Westbrook is joining the Clippers anyway, with the guard set to sign after securing a buyout from Utah, where the Lakers traded him, and clearing waivers, ESPN reported Monday — a move that is years in the making as the Clippers try, yet again, to fill what they view as a lead-ballhandler void by signing a past star who will arrive with questions about his effectiveness to recapture his past form.

One day after the NBA’s trade deadline closed, Lawrence Frank, the Clippers’ president of basketball operations, laid out criteria for effective guard play, one that included enough of a shooting threat to space out opposing defenses, a decided Westbrook shortcoming.

Others in the locker room had questioned Westbrook’s ability to mesh when he got on the court — citing his 29% three-point shooting — and what would happen if the former most valuable player did not, given the team’s other ball-handling options, including perennial All-Stars in Kawhi Leonard and Paul George. They described how Westbrook had arrived in his hometown of Los Angeles in 2021 with great fanfare for how he would play off of two Lakers stars, LeBron James and Anthony Davis, and how he’d been dealt away after an oft-combative tenure when the trio never clicked.

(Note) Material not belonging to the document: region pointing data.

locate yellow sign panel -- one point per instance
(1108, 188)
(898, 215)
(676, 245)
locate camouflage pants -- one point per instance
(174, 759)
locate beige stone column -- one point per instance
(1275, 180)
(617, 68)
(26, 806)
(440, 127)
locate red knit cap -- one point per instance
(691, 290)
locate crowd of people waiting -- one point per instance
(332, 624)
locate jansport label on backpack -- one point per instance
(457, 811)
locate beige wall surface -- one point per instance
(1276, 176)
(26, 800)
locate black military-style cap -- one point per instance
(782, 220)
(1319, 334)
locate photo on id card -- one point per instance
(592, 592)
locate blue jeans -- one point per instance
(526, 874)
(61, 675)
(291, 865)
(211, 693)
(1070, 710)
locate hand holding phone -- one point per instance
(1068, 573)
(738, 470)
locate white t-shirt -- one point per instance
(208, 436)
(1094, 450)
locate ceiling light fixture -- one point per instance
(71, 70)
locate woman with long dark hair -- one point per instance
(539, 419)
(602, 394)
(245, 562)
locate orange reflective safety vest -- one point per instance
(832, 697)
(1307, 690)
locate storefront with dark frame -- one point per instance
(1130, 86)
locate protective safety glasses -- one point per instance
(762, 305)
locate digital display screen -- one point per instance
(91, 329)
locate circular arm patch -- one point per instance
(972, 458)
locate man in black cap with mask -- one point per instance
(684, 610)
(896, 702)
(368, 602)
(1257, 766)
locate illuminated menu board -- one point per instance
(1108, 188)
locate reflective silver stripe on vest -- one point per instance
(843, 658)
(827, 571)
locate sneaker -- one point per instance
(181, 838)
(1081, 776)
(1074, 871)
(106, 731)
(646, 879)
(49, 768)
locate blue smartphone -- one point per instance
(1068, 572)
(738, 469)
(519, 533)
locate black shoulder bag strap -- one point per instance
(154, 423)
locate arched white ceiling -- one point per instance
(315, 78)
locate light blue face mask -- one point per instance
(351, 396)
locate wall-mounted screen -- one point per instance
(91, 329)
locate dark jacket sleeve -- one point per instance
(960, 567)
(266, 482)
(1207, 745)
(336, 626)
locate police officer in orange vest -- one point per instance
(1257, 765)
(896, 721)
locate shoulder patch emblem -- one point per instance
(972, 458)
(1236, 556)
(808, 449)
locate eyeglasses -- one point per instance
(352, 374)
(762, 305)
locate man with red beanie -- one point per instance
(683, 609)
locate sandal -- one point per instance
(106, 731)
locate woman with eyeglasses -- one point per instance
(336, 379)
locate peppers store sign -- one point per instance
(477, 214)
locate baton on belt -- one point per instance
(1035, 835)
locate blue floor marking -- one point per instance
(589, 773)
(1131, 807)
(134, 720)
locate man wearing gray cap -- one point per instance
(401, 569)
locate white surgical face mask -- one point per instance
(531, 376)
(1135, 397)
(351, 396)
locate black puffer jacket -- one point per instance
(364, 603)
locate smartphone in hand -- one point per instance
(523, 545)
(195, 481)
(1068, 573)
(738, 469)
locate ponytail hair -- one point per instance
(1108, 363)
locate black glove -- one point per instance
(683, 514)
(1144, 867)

The Clippers fortified their ballhandling options at the trade deadline with former Houston guard Eric Gordon, a valuable deep three-point shooter who also identified as a point guard, and second-year burst of energy Bones Hyland, whom coach Tyronn Lue identified as the point guard off the bench after his acquisition from Denver.

Frank’s criteria also included the ability to defend multiple positions and attack defensive closeouts with drives, and internally, there was a belief that those two, along with Terance Mann, the nominal starting point guard since early January, were perhaps better at meeting those needs than an outside signing.

The Clippers, ultimately, heard the vocal lobbying for Westbrook by George — who authored the best statistical season of his career next to Westbrook in Oklahoma City in 2018-19, and said he was a “huge Russell supporter” in October while coming to the guard’s defense — and Marcus Morris Sr. Each agreed that his rebounding, defense and pace were missing from the franchise’s championship pursuit.

“We can run with him and that’s kind of our game, is spacing the floor,” George said Feb. 10. “I know that’s my game, spacing the floor for being a shooter on the perimeter and then just running with him in transition — I think that’s what we can complement him [with]. We got a bunch of guys that fit that play style as well for myself, Kawhi [Leonard], Norm [Powell], Mann, and quite honestly we need somebody. You know, it sucked that John [Wall] didn’t work but what John brought is what we need: a guy that can get up and down the floor … and get us some easy baskets in transition.”

Westbrook’s current and former teams will face one another April 5 in their regular-season finale.